In this instance, I asked registered dietitian Amy Shapiro, who is also lead nutritionist for ButcherBox, to share her top nutrition tips.

She gave me four simple tips to improve your diet.

1. Don’t worry about “maxxing”

If the “fibermaxxing” and “proteinmaxxing” trends have passed you by, I envy you.

Social media has been awash with influencers encouraging their audiences to eat as much of each essential nutrient as possible.

This can mean that those who are partaking in the trends are often going beyond the daily recommended amounts of fiber or protein—depending on which “maxxing” they’re doing.

“Instead of obsessing over extreme targets, aim for balance,” says Shapiro, who says making sure you have sources of both fiber and protein with each meal should be enough.

She adds: “Protein supports muscle, metabolism and blood sugar, while fiber supports gut health and fullness. Meals that include both fiber and protein tend to support steadier energy and fewer cravings.”

2. Stock up your freezer

Life is busy, and can often get in the way of healthy eating. This is why the freezer is your friend.

“Frozen proteins, vegetables, fruits and grains make nutritious meals faster and more accessible,” says Shapiro. “The freezer keeps food fresh and maintains nutrient density.”

She also points out that keeping your freezer well-stocked can help you to reduce food waste, saving you money in the long run.

Plus, freezing meals ahead of time can help you to make better eating choices, making it convenient to reheat a healthy meal.

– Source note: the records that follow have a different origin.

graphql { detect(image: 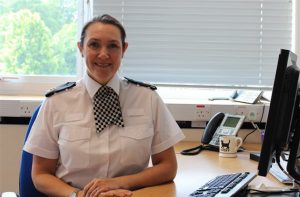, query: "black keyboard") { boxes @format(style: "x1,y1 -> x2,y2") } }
189,172 -> 256,197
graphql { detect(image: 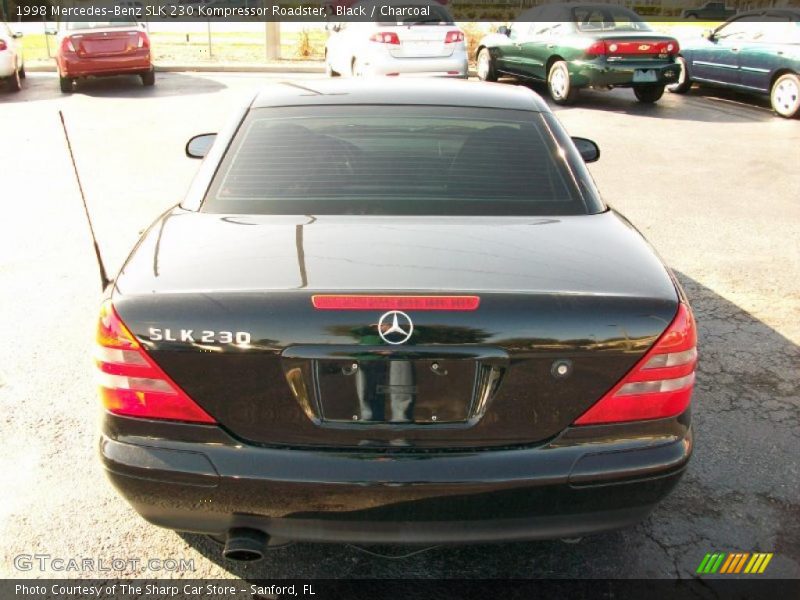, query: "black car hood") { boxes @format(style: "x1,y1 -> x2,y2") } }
116,208 -> 677,302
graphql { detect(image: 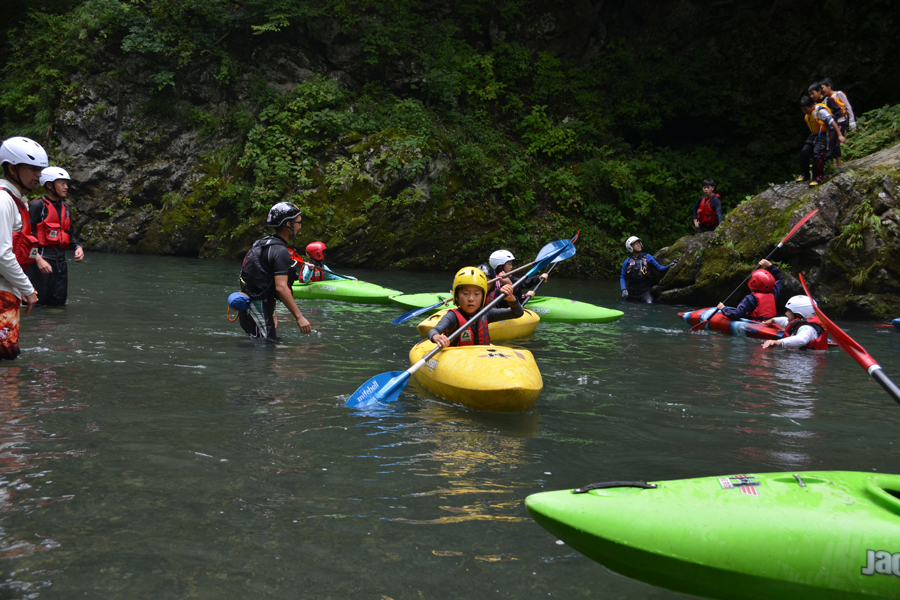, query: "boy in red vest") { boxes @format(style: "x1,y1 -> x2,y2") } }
428,267 -> 525,348
27,167 -> 84,306
693,179 -> 722,233
719,259 -> 784,321
0,137 -> 47,360
763,296 -> 828,350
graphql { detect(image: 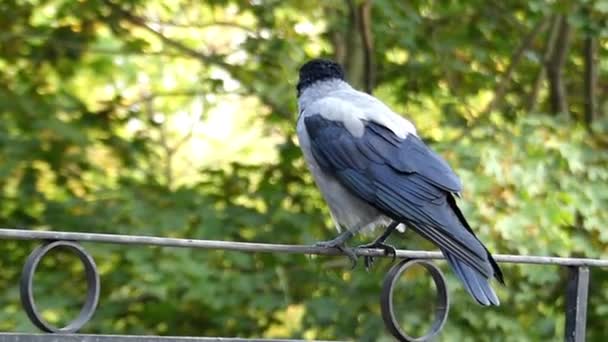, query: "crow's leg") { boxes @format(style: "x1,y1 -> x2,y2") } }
357,221 -> 399,271
315,229 -> 357,269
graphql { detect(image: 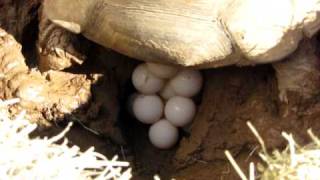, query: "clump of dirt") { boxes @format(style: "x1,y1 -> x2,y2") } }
0,1 -> 320,179
175,65 -> 320,179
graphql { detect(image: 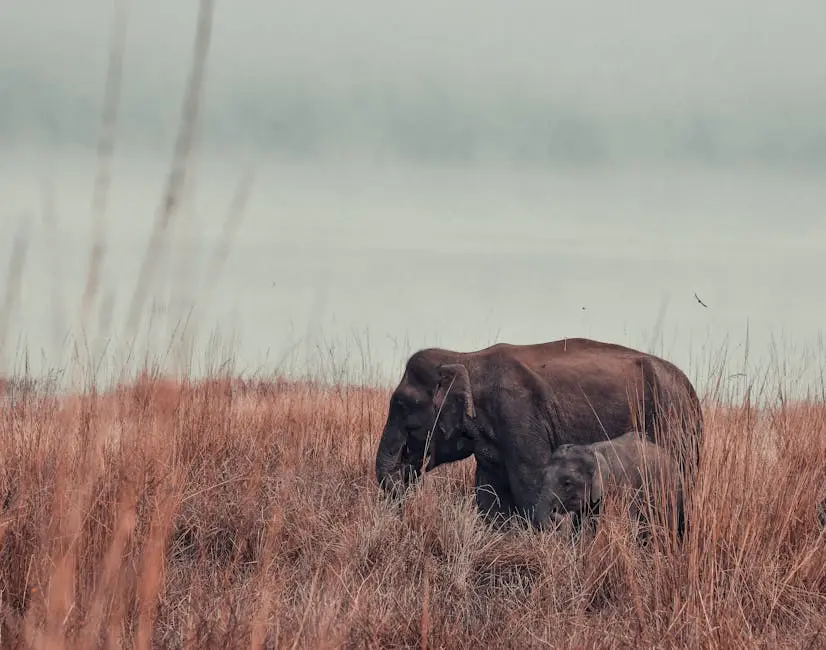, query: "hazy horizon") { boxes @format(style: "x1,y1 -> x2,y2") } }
0,0 -> 826,394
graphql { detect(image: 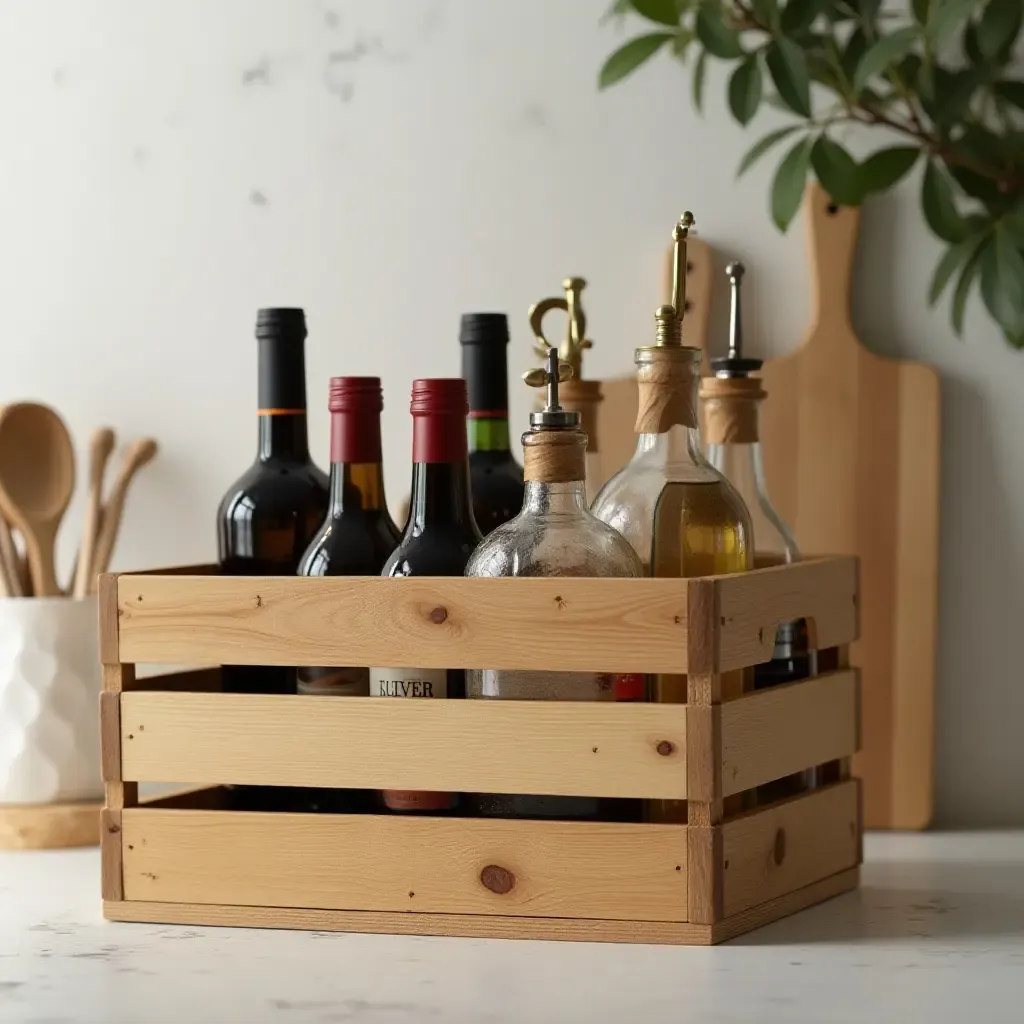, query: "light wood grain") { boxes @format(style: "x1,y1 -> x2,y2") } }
103,900 -> 712,945
121,808 -> 686,922
588,236 -> 715,495
761,186 -> 940,828
715,558 -> 858,672
118,575 -> 686,672
99,808 -> 125,900
121,690 -> 686,798
724,669 -> 857,797
712,867 -> 860,943
0,801 -> 100,850
722,779 -> 860,916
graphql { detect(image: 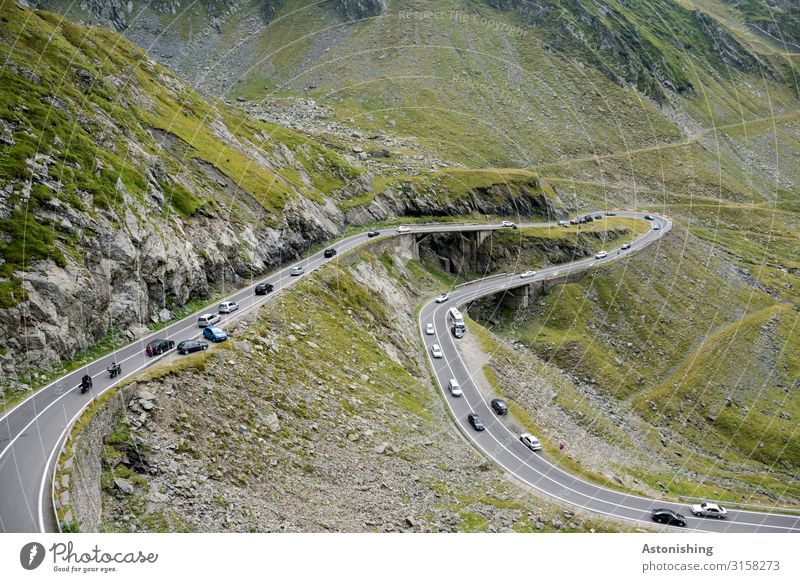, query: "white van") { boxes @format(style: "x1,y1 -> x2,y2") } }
197,313 -> 220,327
448,378 -> 463,396
219,301 -> 239,313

“I recommend keeping frozen proteins like grass-fed beef, sustainably caught seafood and organic poultry in the freezer, so easy meals are accessible,” she adds.

3. Include variety in your protein sources

A healthy body needs a multitude of nutrients and the best way to provide that is through a varied diet.

Shapiro suggests rotating protein sources like “fish, poultry, lean meats, eggs, dairy, legumes, tofu and tempeh”.

This will not only help to ensure that you are getting a variety of vitamins and minerals but it will also keep your meals interesting.

Remember that canned fish, tinned beans, packet grains and frozen meats can make varied options more accessible.

4. Eat more whole foods

We all know that ultra-processed foods are far from perfect, so choose natural or minimal processing where possible.

“I recommend prioritizing whole foods, including quality proteins, vegetables, fruits, wholegrains, beans, nuts and seeds,” says Shapiro.

“Whole foods are amazing building blocks for healthy meals and snacks, and with a little pre-planning, you can have these items ready to eat just as simply as reaching for packaged goods.”